Results: All treatment groups showed substantial improvement from baseline in LS Mean LBP and ODI. The primary efficacy endpoint for the trial did not reach significance for either treatment group compared to control in all subjects. Furthermore, none of the secondary endpoints showed a significant difference between treatment and control in all subjects. While the primary and secondary responder efficacy endpoints were not reached, MPC+HA significantly reduced LS mean LBP compared to control at 12 and 24 months in all subjects. The results observed in all subjects were enhanced for MPC+HA and MPC in the pre-specified CLBPLTM subgroup with MPC+HA having significantly greater reduction in LBP at all time points compared to control and MPC having significantly greater reduction in LBP at 6, 12 and 36 months. In the CLBPLTM subgroup, MPC+HA also showed significantly greater proportion of pain responders at 12, 24 and 36 compared to control. MPC+HA also showed significantly greater function improvement at 12 and 18 months compared to control in the CLBPLTM subgroup. Furthermore, MPC+HA subjects in the CLBPLTM subgroup showed significantly greater improvement in quality of life (QOL) compared to control at 12, 24 and 36 months. MPC+HA baseline opioid users had greater reduction in daily average morphine equivalent dose (MED) compared to control at 6 through 36 months. Furthermore, significantly more MPC+HA baseline opioid users (27.8%) were not taking opioids at 36 months compared to (7.8%) control. The injection procedure and MPC treatment were well tolerated with no appreciable differences in Treatment Emergent Adverse Events (TEAEs). No Serious Adverse Events (SAEs) were related to the treatment or procedure. The number of subjects that received post-treatment interventions (PTI) at the treated level were comparable among groups.
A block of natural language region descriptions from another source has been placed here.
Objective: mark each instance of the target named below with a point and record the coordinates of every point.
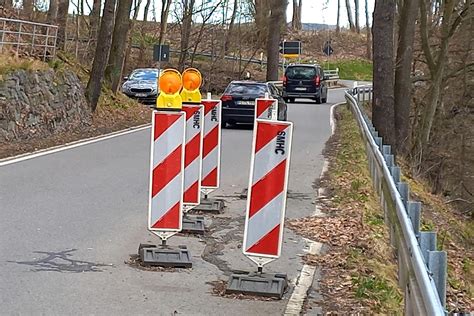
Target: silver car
(142, 85)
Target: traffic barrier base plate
(211, 206)
(261, 284)
(165, 256)
(193, 225)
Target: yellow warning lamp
(170, 83)
(192, 80)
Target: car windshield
(144, 75)
(246, 88)
(301, 72)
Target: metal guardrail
(23, 35)
(422, 271)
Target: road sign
(166, 173)
(191, 83)
(211, 153)
(170, 83)
(193, 155)
(266, 108)
(290, 48)
(161, 53)
(266, 200)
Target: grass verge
(359, 270)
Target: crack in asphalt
(60, 262)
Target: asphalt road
(69, 220)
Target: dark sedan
(142, 85)
(238, 101)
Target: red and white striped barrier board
(166, 171)
(266, 109)
(211, 153)
(266, 201)
(193, 154)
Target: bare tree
(349, 15)
(228, 36)
(95, 19)
(402, 88)
(448, 22)
(101, 54)
(277, 16)
(296, 20)
(188, 7)
(356, 6)
(113, 71)
(52, 11)
(368, 30)
(383, 102)
(63, 8)
(165, 11)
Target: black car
(238, 101)
(305, 81)
(142, 85)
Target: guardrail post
(404, 191)
(395, 172)
(427, 243)
(414, 212)
(437, 263)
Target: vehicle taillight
(226, 97)
(317, 80)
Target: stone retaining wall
(41, 103)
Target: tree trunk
(52, 11)
(138, 4)
(165, 10)
(436, 68)
(349, 15)
(338, 27)
(383, 102)
(403, 84)
(63, 8)
(101, 54)
(147, 9)
(185, 32)
(273, 39)
(296, 20)
(113, 72)
(95, 19)
(369, 32)
(228, 37)
(356, 5)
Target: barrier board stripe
(167, 170)
(169, 140)
(267, 188)
(211, 142)
(264, 137)
(264, 220)
(163, 124)
(268, 182)
(161, 202)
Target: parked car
(305, 81)
(142, 85)
(238, 101)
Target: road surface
(70, 220)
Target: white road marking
(305, 280)
(71, 145)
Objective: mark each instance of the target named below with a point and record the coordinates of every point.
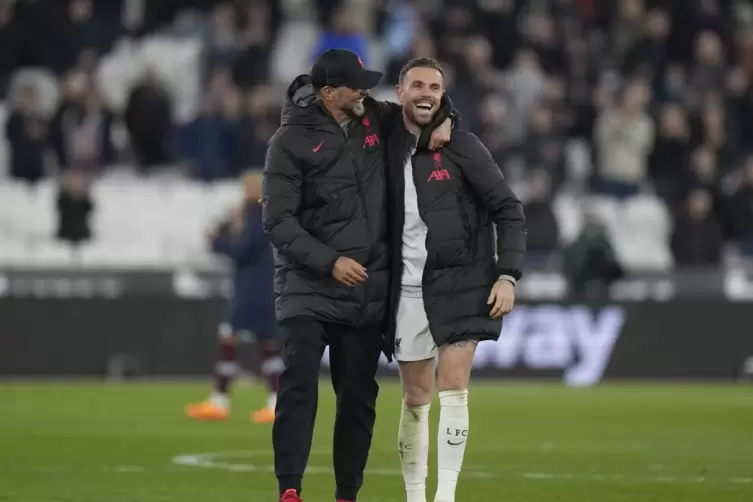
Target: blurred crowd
(656, 93)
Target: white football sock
(413, 446)
(453, 434)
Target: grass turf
(94, 442)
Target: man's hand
(441, 135)
(502, 298)
(349, 272)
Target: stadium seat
(569, 216)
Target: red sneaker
(290, 495)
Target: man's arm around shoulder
(491, 188)
(281, 204)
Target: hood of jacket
(302, 105)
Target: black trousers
(354, 357)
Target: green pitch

Conclusions: While the primary and secondary efficacy endpoints were not met in all subjects, MPC+HA treatment showed a significant reduction in pain compared to control that was enhanced in subjects with CLBP duration less than 68 months. Intra-discal injection of MPC+HA is a minimally invasive non-opioid therapy that appears to be safe and demonstrates reduction in pain through 24 months compared to control with enhanced results in subjects with mDDD that have had CLBP less than 68 months.